Under the Turkish legal system (if we set aside political parties established to come to power and unions founded by workers), three forms of legal personalities exist: companies, associations and foundations. It is quite clear that a church cannot be organized in the form of a for-profit business. This leaves us with two types of legal personalities: associations and foundations. The efforts of Christian communities to establish organizations under these two forms of legal personality have formerly met with serious obstructions in Turkey.
Due to amendments made within the framework of EU harmonization laws (2004-2008 amendments), restrictive provisions in the Law on Associations and the Law on Foundations were eliminated and non-Muslim groups achieved the means of obtaining legal personality, even if not in an entirely satisfactory form. Whereas there were previously verdicts indicating that foundations and associations could not be established on behalf of a congregation, today some foundations and a number of associations in various provinces established by non-Muslims are in operation. While this unquestionably represents a step forward, it cannot be said that these associations and foundations fully meet the needs of the congregations in question. Turkey’s laws and legal practices are in conflict with the main model in Europe, which is that religious communities and institutions are recognized as such and “allowed to register and obtain legal personality, without having to go [indirectly] by way of other institutional arrangements.”
It is evident that Turkey’s restrictive understanding of legal personality is also in conflict with the European Court of Human Rights’ (ECtHR) general approach to this issue. In the case of Hassan and Tchaouch v. Bulgaria, the ECtHR made the following assessment regarding the importance which freedom to organize holds for religious congregations and of the scope of this right:
“The court recalls that religious communities traditionally and universally exist in the form of organized structures. They abide by rules which are often seen by followers as being of a divine origin… Where the organization of the religious community is at issue, Article 9 must be interpreted in the light of Article 11 of the Convention which safeguards associative life against unjustified state interference and is thus an issue at the very heart of the protection which Article 9 affords. It directly concerns not only the organization of the community as such but also the effective enjoyment of the right to freedom of religion by all its active members. Were the organizational life of the community not protected by Article 9 of the Convention, all other aspects of the individual’s freedom of religion would become vulnerable.”

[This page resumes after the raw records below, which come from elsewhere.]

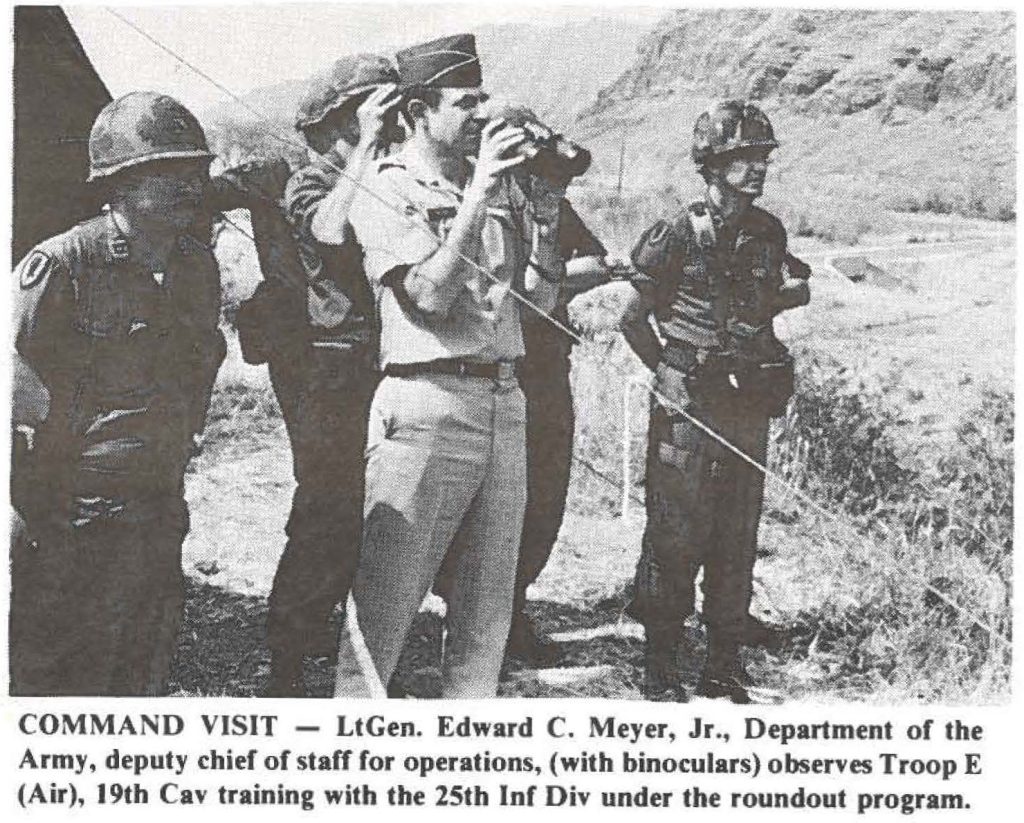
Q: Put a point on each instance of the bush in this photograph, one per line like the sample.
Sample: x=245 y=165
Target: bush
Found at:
x=913 y=598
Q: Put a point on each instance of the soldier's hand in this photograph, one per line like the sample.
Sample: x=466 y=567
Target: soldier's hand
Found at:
x=620 y=266
x=499 y=142
x=373 y=113
x=545 y=197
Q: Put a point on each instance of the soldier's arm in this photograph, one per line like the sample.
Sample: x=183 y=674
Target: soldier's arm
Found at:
x=43 y=314
x=330 y=222
x=433 y=285
x=330 y=217
x=796 y=290
x=637 y=330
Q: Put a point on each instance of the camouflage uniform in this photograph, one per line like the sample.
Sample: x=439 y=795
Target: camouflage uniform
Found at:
x=128 y=357
x=312 y=322
x=550 y=419
x=316 y=339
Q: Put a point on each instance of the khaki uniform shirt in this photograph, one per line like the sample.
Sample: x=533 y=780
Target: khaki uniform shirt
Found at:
x=407 y=228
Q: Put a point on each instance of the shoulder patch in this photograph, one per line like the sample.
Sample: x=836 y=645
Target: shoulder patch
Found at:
x=35 y=269
x=657 y=231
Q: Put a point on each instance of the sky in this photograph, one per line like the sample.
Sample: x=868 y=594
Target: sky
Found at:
x=247 y=46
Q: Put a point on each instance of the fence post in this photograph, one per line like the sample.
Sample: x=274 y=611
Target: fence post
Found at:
x=627 y=393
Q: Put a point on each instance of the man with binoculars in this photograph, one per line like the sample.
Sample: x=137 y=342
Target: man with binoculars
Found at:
x=449 y=234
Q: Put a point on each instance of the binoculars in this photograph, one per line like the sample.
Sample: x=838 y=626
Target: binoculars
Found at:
x=549 y=155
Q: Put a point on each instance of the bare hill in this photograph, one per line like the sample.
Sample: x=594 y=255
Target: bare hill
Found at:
x=906 y=110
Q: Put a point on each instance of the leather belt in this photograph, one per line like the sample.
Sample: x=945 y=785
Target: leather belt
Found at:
x=503 y=370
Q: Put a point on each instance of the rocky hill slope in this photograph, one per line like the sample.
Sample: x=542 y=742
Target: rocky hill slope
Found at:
x=556 y=70
x=906 y=110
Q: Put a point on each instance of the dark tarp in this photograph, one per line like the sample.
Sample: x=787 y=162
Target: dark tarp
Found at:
x=57 y=95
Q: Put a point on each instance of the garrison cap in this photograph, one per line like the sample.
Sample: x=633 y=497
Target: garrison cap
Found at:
x=348 y=78
x=446 y=62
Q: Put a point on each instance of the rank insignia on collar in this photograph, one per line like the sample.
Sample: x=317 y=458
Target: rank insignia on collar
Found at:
x=35 y=269
x=119 y=248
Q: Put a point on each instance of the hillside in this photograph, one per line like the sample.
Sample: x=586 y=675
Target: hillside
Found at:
x=905 y=110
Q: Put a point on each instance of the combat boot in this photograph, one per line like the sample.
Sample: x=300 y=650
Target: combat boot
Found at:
x=723 y=675
x=527 y=647
x=286 y=676
x=660 y=670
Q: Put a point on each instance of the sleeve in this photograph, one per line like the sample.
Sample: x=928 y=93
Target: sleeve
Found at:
x=657 y=256
x=44 y=308
x=574 y=237
x=392 y=232
x=303 y=195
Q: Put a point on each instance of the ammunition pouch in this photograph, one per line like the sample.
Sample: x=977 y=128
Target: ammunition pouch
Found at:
x=271 y=319
x=722 y=378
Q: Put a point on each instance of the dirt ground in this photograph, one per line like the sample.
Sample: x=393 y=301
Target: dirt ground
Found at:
x=941 y=315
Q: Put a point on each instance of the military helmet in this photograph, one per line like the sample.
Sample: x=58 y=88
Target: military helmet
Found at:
x=346 y=79
x=140 y=127
x=728 y=126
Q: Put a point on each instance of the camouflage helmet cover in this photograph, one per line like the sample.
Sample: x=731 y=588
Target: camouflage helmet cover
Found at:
x=140 y=127
x=728 y=126
x=347 y=78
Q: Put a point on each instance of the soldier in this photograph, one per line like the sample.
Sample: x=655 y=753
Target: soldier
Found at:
x=551 y=423
x=117 y=348
x=714 y=277
x=311 y=320
x=446 y=443
x=544 y=376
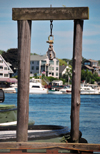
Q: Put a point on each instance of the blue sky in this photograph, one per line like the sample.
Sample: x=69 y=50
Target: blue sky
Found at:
x=62 y=30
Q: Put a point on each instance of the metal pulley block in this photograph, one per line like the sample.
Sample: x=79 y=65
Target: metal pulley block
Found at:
x=50 y=40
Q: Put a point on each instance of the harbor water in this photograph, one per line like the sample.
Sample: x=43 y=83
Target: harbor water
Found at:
x=53 y=109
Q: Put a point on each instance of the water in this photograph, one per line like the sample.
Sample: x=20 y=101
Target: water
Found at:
x=55 y=110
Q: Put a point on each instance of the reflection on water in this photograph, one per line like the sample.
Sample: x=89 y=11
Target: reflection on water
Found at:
x=55 y=109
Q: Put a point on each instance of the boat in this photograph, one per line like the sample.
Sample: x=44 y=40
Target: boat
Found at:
x=37 y=88
x=89 y=90
x=66 y=89
x=9 y=90
x=35 y=132
x=8 y=127
x=55 y=92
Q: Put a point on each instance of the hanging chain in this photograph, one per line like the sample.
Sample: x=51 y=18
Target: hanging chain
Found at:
x=51 y=27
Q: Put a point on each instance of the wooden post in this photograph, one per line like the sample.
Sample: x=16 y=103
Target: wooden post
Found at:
x=24 y=39
x=76 y=78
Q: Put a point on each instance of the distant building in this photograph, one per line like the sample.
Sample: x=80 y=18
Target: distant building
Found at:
x=5 y=69
x=41 y=64
x=62 y=70
x=91 y=65
x=45 y=64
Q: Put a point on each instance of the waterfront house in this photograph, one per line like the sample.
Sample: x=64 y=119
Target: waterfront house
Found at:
x=41 y=64
x=63 y=69
x=91 y=65
x=5 y=69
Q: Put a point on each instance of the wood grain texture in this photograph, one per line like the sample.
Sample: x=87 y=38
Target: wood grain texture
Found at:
x=76 y=79
x=24 y=40
x=61 y=13
x=46 y=145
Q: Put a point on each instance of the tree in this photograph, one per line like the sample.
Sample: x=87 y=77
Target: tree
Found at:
x=68 y=74
x=11 y=56
x=62 y=62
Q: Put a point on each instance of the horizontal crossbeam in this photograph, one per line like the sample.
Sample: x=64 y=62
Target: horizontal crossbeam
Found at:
x=47 y=145
x=53 y=13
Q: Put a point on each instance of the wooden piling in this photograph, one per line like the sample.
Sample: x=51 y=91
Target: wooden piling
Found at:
x=76 y=78
x=24 y=39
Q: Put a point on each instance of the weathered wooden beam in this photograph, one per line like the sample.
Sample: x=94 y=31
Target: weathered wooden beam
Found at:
x=48 y=145
x=61 y=13
x=24 y=39
x=76 y=79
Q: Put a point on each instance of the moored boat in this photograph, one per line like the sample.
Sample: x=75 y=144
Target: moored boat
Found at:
x=55 y=92
x=37 y=88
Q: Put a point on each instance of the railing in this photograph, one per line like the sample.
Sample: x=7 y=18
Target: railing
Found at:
x=50 y=148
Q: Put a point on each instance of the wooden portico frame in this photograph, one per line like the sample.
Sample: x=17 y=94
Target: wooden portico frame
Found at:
x=24 y=16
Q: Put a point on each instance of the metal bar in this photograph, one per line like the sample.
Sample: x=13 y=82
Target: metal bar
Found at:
x=24 y=39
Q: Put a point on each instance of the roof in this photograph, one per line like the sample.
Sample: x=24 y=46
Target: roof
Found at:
x=61 y=68
x=37 y=57
x=7 y=64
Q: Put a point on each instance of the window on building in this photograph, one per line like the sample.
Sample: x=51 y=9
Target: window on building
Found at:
x=1 y=67
x=32 y=67
x=5 y=75
x=56 y=74
x=56 y=68
x=51 y=62
x=43 y=62
x=37 y=67
x=1 y=74
x=52 y=68
x=35 y=86
x=87 y=63
x=57 y=62
x=5 y=68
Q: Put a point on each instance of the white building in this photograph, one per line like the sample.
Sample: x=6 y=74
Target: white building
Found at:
x=45 y=64
x=41 y=64
x=5 y=70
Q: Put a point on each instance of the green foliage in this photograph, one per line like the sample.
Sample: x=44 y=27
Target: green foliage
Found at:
x=50 y=78
x=62 y=62
x=11 y=56
x=1 y=51
x=89 y=77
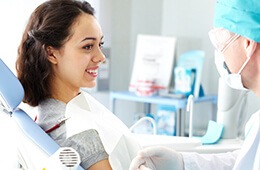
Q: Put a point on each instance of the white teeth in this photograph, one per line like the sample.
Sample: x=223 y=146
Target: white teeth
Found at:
x=92 y=71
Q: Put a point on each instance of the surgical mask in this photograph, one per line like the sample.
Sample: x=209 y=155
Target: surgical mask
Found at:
x=234 y=80
x=221 y=40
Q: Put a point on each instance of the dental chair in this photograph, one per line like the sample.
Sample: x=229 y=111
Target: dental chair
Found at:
x=35 y=149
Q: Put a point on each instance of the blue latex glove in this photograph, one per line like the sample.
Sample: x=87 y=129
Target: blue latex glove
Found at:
x=157 y=158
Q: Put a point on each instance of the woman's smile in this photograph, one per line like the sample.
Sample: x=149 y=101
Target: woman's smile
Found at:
x=92 y=71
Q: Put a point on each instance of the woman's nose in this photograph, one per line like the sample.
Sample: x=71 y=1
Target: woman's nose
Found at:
x=99 y=57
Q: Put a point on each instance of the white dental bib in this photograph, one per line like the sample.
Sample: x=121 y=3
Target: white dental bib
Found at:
x=86 y=113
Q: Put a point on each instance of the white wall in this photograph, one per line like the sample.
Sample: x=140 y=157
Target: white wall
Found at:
x=13 y=16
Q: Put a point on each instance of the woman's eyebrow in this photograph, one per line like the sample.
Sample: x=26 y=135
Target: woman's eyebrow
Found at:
x=91 y=38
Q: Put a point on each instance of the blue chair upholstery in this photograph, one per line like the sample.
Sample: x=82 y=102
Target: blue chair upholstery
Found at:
x=11 y=95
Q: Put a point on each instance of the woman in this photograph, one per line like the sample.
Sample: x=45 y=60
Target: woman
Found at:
x=60 y=52
x=236 y=37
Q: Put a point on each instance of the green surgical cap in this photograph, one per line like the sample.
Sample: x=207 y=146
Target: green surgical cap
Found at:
x=239 y=16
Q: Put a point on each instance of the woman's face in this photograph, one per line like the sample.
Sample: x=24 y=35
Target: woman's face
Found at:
x=76 y=63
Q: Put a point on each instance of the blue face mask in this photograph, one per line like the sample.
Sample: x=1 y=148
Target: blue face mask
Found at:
x=234 y=80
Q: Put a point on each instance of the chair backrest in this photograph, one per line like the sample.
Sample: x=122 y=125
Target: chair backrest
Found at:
x=34 y=146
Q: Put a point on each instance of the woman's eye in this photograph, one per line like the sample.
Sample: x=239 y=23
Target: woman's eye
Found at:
x=88 y=47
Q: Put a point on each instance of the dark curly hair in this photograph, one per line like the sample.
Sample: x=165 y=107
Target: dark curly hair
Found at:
x=49 y=25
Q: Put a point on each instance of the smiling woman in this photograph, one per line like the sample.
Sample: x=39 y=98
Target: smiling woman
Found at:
x=59 y=53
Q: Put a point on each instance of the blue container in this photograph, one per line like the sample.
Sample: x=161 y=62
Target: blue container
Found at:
x=166 y=120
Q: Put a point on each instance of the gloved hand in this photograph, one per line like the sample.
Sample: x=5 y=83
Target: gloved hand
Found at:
x=157 y=158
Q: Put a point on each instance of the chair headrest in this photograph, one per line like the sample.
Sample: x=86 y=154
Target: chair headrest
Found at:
x=11 y=90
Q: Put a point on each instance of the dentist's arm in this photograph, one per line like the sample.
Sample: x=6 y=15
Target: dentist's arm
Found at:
x=157 y=158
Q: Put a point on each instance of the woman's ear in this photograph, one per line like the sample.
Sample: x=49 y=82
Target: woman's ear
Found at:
x=250 y=47
x=52 y=53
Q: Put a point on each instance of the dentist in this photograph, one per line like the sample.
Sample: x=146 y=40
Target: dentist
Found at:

As happened to many things, Turkey’s indirect way of recognition of the churches is quite tricky. Turkey does not recognize the church or the congregation itself. Instead, through these associations and foundations, only their “legitimate” aim of establishing the church is recognized. I tried to explain how tricky Turkish laws are when it comes to establishing a place of worship in my previous articles. Here, we have a similar complexity (and actually the simplicity of non-recognition) for the legal personality of churches.
Allowing non-Muslims to establish associations and foundations is a positive step forward. However, it is still clear that, in their present form, associations and foundations that can be established do not meet the needs of these congregations. An “association” refers to a group of people who have come together around a particular objective, while a “foundation” refers to the allocation of particular property for a particular objective. It is quite evident that a religious institution remains outside of both of these purposes.
Furthermore, the special structural and organizational needs of religious institutions necessitate the existence of civil law pertaining to religious institutions. All the needs of religious institutions -- hiring clergy, collecting donations, holding religious services, providing training and the like -- exhibit the need to develop a new understanding of legal personality that preserves the unique structure of these institutions.
In its present state, the legislation that provides for non-Muslim groups to gain legal personality is confusing and open to potential abuse. In reality, granting non-Muslim groups the possibility of establishing an association limited to the purpose of “founding a church” creates ambiguity regarding the legal status of these associations. The need for a solution renders the creation of new legislation imperative.